Bernice, Allison, and Jenifer all subscribe to the Find Your Farm model of development; the idea that developers should be investing in one community—their own—and getting to know the needs of that community before deciding what to build there. It is a lifelong process and the speakers acknowledge that there are far more lucrative life paths and faster ways to turn a profit than small scale development. They also acknowledge that it is love of their communities that makes it all worthwhile.
After walking us through their origin stories and war stories, the women answer a series of rapid-fire questions, led by Bernice, about the challenges of developing on a small scale, work/life balance, and the pros and cons of being female in a male-dominated field. Allison pulls no punches about what it takes to make this lifestyle work. “This life is only possible because we have a nanny, a house cleaner, and someone who mows the lawn,” she says. Her husband has a job that provides healthcare benefits for the family. All three women are white and possess a myriad of privileges, as do most CNU attendees, making their acknowledgement of the hard work, ingenuity, determination, and privilege that has made this kind of community-centric development work.

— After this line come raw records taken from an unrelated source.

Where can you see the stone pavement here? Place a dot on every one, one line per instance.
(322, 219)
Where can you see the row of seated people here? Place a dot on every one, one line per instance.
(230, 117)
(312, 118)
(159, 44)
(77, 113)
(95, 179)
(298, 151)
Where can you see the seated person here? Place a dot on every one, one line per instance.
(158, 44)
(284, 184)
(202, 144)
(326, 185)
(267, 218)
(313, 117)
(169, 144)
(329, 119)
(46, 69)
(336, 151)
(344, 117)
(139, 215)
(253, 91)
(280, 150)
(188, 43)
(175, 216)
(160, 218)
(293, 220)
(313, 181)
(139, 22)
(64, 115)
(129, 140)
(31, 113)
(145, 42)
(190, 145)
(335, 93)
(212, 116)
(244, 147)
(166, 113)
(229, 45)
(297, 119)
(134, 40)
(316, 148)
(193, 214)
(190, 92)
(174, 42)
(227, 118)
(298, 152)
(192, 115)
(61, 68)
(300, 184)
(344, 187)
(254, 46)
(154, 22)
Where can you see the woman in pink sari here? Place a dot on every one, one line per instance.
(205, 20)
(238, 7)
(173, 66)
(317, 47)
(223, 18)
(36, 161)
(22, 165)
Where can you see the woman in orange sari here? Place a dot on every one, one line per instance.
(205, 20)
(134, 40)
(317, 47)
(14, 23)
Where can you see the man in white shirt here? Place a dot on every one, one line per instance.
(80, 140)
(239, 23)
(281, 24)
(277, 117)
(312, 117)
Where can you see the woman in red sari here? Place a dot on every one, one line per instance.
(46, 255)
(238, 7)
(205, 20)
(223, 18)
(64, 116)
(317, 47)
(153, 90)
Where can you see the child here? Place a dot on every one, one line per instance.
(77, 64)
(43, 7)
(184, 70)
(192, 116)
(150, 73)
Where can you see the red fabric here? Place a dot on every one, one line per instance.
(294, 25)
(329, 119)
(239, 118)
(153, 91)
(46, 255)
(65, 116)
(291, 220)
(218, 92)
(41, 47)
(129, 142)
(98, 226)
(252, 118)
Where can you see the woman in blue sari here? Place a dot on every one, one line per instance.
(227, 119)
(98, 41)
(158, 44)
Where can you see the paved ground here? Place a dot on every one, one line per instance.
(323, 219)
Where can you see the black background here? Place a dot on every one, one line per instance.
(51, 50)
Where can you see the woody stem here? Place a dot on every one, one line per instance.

After the talk, Jenifer tells me that there’s a local meet-up for female CEOs in her area that she and some of her tenants are a part of. There are no boundaries between her role as a landlord and her role as a community activist. She is activating her community by inviting other women into the conversation about the pros and cons of being a female CEO and she is risking vulnerability in talking about her own struggles with her tenants. When an attendee asks her what she wishes she’d gotten to talk about more during the session she pauses thoughtfully and says that she wishes they’d had time to talk about how essential it is that women lift each other up, not tear each other down. Even without direct acknowledgment of this topic during the session, the panelists’ actions conveyed this message loud and clear.
It is refreshing to be in a room that embodies the spirit of community engagement. As someone new to the fold of CNU, it is extremely helpful to hear from innovators in the field who are mid-process; who are still in the thick of the hard work and giving reports from the battlefield. As a female-identifying human, it is all the more powerful to hear from women working in the field. My hope is to attend more CNU sessions in the future that amplify the voices of women, non-binary, LGBTQ+, and people of color that have been shut out or privileged out of this work in the past; particularly those who occupy more than one of those spaces and run up against a Venn diagram of prejudices and obstacles. CNU’s mission is to “build places people love;” it is one I believe in, and I look forward to more sessions and plenaries in the future that amplify the voices of those who are most in need of lovable places.